Keeping livestock cool in the summer is crucial for their health! Hot weather is harder on them than cool weather. Learn how to keep your animals cool and safe!
This post first appeared on Feast and Farm, where I was a contributor.
Did you know that staying cool during hot weather is actually harder than staying warm in cold weather for livestock? It’s true! If livestock have a place to stay dry, keeping warm in the winter is pretty easy for them. Summer is when the weather poses a serious threat, it can be very hard for livestock to cool off.
Additionally, livestock won’t grow or produce as well if they are under heat stress. The most important thing you can do for your livestock is to provide them with shelter. Here are some characteristics of a good livestock shelter:
- A good livestock shelter should provide deep shade. Deep shade means that the ground stays cool all day long, regardless of the temperature outside. This typically means that the shelter faces north.
- A good shelter should also be well ventilated. This means that air can circulate through the shelter. This helps with waste and pest management as well as keeping your livestock cool.
- A good shelter should be large enough for water and food. It may not work out to keep water and food in your shelter at all times, but it can be beneficial to feed and water in the shelter during extremely hot weather. Providing cool water and food helps your livestock regulate their body temperature more effectively.
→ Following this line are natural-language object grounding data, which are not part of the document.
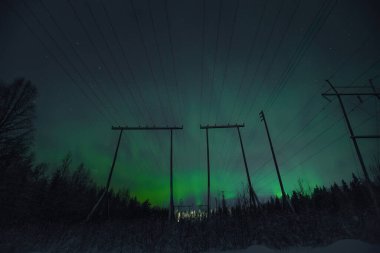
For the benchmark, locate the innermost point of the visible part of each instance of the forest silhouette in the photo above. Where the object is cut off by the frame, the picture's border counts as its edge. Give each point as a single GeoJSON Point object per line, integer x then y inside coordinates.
{"type": "Point", "coordinates": [58, 199]}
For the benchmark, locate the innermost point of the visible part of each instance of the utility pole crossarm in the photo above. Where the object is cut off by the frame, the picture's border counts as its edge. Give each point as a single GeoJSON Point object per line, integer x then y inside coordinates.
{"type": "Point", "coordinates": [221, 126]}
{"type": "Point", "coordinates": [147, 128]}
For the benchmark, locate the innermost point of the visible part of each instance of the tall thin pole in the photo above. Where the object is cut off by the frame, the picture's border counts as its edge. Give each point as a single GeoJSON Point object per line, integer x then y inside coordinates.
{"type": "Point", "coordinates": [171, 208]}
{"type": "Point", "coordinates": [284, 197]}
{"type": "Point", "coordinates": [105, 192]}
{"type": "Point", "coordinates": [252, 196]}
{"type": "Point", "coordinates": [351, 131]}
{"type": "Point", "coordinates": [208, 175]}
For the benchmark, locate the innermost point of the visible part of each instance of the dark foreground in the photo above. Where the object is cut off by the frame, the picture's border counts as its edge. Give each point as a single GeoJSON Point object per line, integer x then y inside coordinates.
{"type": "Point", "coordinates": [219, 233]}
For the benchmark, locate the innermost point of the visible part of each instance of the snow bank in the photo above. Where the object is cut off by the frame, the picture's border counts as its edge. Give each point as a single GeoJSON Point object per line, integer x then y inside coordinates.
{"type": "Point", "coordinates": [344, 246]}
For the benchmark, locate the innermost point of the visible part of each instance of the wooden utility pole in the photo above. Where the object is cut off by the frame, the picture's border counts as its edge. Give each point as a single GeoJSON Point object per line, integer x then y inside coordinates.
{"type": "Point", "coordinates": [284, 196]}
{"type": "Point", "coordinates": [253, 197]}
{"type": "Point", "coordinates": [208, 174]}
{"type": "Point", "coordinates": [126, 128]}
{"type": "Point", "coordinates": [353, 137]}
{"type": "Point", "coordinates": [105, 192]}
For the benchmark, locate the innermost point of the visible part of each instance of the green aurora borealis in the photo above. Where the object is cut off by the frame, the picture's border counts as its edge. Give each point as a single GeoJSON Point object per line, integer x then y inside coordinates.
{"type": "Point", "coordinates": [344, 48]}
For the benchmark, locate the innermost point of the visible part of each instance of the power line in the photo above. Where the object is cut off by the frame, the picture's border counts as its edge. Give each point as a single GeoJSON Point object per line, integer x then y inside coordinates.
{"type": "Point", "coordinates": [159, 56]}
{"type": "Point", "coordinates": [64, 69]}
{"type": "Point", "coordinates": [215, 57]}
{"type": "Point", "coordinates": [267, 42]}
{"type": "Point", "coordinates": [141, 36]}
{"type": "Point", "coordinates": [180, 101]}
{"type": "Point", "coordinates": [329, 144]}
{"type": "Point", "coordinates": [65, 36]}
{"type": "Point", "coordinates": [317, 137]}
{"type": "Point", "coordinates": [124, 54]}
{"type": "Point", "coordinates": [249, 56]}
{"type": "Point", "coordinates": [118, 68]}
{"type": "Point", "coordinates": [77, 16]}
{"type": "Point", "coordinates": [317, 24]}
{"type": "Point", "coordinates": [227, 58]}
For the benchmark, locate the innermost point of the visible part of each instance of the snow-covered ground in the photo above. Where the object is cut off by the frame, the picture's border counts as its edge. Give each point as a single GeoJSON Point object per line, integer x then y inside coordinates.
{"type": "Point", "coordinates": [344, 246]}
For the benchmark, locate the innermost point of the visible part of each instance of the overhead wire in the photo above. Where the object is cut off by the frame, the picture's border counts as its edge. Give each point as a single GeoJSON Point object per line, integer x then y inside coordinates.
{"type": "Point", "coordinates": [150, 64]}
{"type": "Point", "coordinates": [83, 62]}
{"type": "Point", "coordinates": [109, 73]}
{"type": "Point", "coordinates": [55, 58]}
{"type": "Point", "coordinates": [218, 102]}
{"type": "Point", "coordinates": [129, 67]}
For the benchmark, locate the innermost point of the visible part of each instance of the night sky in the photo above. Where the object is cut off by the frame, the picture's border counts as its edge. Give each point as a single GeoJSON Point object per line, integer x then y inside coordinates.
{"type": "Point", "coordinates": [157, 62]}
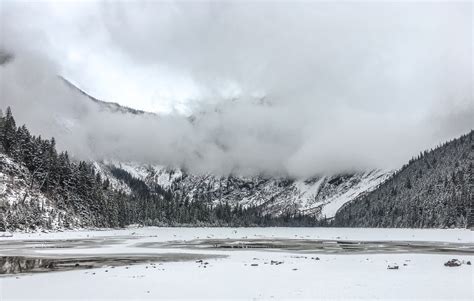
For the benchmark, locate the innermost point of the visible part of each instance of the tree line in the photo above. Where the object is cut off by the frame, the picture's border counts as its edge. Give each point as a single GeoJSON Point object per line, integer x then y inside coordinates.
{"type": "Point", "coordinates": [78, 196]}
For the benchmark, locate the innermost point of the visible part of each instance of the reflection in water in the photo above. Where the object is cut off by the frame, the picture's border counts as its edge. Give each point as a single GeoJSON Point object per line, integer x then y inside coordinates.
{"type": "Point", "coordinates": [18, 264]}
{"type": "Point", "coordinates": [322, 246]}
{"type": "Point", "coordinates": [22, 264]}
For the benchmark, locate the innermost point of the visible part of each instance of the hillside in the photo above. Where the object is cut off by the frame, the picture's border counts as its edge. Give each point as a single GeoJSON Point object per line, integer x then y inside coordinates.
{"type": "Point", "coordinates": [433, 190]}
{"type": "Point", "coordinates": [319, 196]}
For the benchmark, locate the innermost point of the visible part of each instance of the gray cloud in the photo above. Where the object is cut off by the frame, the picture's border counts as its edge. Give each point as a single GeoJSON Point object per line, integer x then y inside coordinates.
{"type": "Point", "coordinates": [281, 88]}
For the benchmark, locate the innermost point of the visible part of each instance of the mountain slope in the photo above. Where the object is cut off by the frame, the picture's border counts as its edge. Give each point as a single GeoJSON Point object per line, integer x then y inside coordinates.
{"type": "Point", "coordinates": [317, 196]}
{"type": "Point", "coordinates": [104, 105]}
{"type": "Point", "coordinates": [433, 190]}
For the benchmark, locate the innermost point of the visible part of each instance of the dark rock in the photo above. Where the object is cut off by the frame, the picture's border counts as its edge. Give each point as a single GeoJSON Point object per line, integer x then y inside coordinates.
{"type": "Point", "coordinates": [392, 267]}
{"type": "Point", "coordinates": [452, 263]}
- A good shelter is a safe shelter. It shouldn’t have any protruding nails, the roof and walls should be stable, and there shouldn’t be any tight spaces that livestock could get caught in. The opening should be wide enough for multiple animals to pass through at once, this eliminates dominance issues and injuries.
Providing salt for your animals can also help keep them hydrated during hot weather. This may sound counter-intuitive, but if you keep salt out, they will lick it, which means they will need to drink more often than if they were just grazing. It’s a nice little trick to increase water intake while replenishing any salts they may lose if they sweat (but not all livestock sweat).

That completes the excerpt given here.